The details come from the project files and the company context, not from a generic template. That keeps the story grounded in the mechanics of the work: what was built, what it replaced, and what changed when it shipped.
The implementation stayed close to PHP/CodeIgniter, PostgreSQL, Nginx, Python (OCR) because the new system still had to live inside the same operating environment as the old one. That kept the work from drifting into a clean-room exercise that would look better on paper than it would in production. The practical question was always whether the implementation could hold up under the real workflow and the real users. If it could not do that, it was not finished.
The constraint behind the step was that A single eyewear order can involve 15–20 configurable lens properties, plan-specific coverage, copay/deductible interactions, compatibility constraints, and reimbursement sequencing. That is why the work had to trade one kind of cost for another instead of trying to eliminate cost altogether. In almost every case, the useful move was to spend a little more effort on clarity, validation, or control so the business would spend less effort on repeated manual work later. That is the pattern the project files keep pointing to.

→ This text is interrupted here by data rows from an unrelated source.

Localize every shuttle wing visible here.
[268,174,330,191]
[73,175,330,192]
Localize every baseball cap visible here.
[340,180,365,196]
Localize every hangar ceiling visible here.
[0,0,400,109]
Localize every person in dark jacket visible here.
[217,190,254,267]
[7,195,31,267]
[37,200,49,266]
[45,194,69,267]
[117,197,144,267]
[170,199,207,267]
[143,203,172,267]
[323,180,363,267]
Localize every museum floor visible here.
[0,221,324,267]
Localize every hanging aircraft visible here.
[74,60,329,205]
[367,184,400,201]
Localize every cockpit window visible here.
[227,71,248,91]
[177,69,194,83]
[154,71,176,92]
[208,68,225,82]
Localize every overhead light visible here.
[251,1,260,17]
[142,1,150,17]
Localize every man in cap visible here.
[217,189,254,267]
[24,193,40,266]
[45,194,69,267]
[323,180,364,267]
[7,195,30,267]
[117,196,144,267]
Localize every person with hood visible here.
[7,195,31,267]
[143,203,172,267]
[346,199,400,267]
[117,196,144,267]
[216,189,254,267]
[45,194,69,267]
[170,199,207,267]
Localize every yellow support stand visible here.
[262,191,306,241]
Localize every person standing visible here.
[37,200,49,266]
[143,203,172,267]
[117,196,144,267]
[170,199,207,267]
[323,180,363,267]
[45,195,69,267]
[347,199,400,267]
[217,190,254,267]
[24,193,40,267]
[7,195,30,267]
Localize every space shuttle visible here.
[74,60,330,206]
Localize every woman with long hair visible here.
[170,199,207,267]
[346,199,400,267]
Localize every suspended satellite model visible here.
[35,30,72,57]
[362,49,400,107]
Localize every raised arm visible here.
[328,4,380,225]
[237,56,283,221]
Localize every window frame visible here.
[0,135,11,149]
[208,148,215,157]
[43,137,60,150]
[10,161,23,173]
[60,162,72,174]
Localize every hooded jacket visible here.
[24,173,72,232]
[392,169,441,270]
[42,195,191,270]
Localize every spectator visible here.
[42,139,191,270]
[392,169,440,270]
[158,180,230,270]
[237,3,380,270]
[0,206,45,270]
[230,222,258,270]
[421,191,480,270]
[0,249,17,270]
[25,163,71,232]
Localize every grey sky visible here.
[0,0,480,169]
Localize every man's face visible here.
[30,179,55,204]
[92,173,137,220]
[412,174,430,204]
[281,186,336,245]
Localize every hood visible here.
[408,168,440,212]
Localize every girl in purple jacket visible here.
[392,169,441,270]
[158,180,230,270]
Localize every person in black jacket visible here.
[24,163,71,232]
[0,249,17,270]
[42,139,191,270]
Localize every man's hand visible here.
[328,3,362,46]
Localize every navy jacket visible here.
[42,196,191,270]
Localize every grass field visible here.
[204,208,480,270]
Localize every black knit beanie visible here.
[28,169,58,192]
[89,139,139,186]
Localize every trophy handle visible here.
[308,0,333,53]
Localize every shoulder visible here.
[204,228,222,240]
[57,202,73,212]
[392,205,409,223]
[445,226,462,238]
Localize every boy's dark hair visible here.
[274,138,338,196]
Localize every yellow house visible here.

The role in the work was Sole architect, lead developer, database and rules-engine designer, product owner, and infrastructure engineer. That meant the implementation could not stop at the code boundary because the operating model, handoff, and support path were part of the outcome. The relevant outcome was Cut optician onboarding from years of experiential learning to ~2 weeks. The build only earns its place if the new result is visible in the way the business works after launch.
The specific step in this article was Built, solo, a multi-tenant SaaS that turns messy optical insurance and reimbursement logic into a rules engine opticians can follow. That is the piece that moves the story from analysis into execution. It is also the part that shows the difference between a conceptual fix and a system people can actually use. That distinction matters more than style or novelty.
The point is to show how the system works, not to turn the project into a slogan or a summary stub.
When the architecture changes, the real question is what the new system allows the business to do that the old one could not. That shows up here in throughput, reliability, operating cost, turnaround time, and how much manual work disappears once the workflow is redesigned.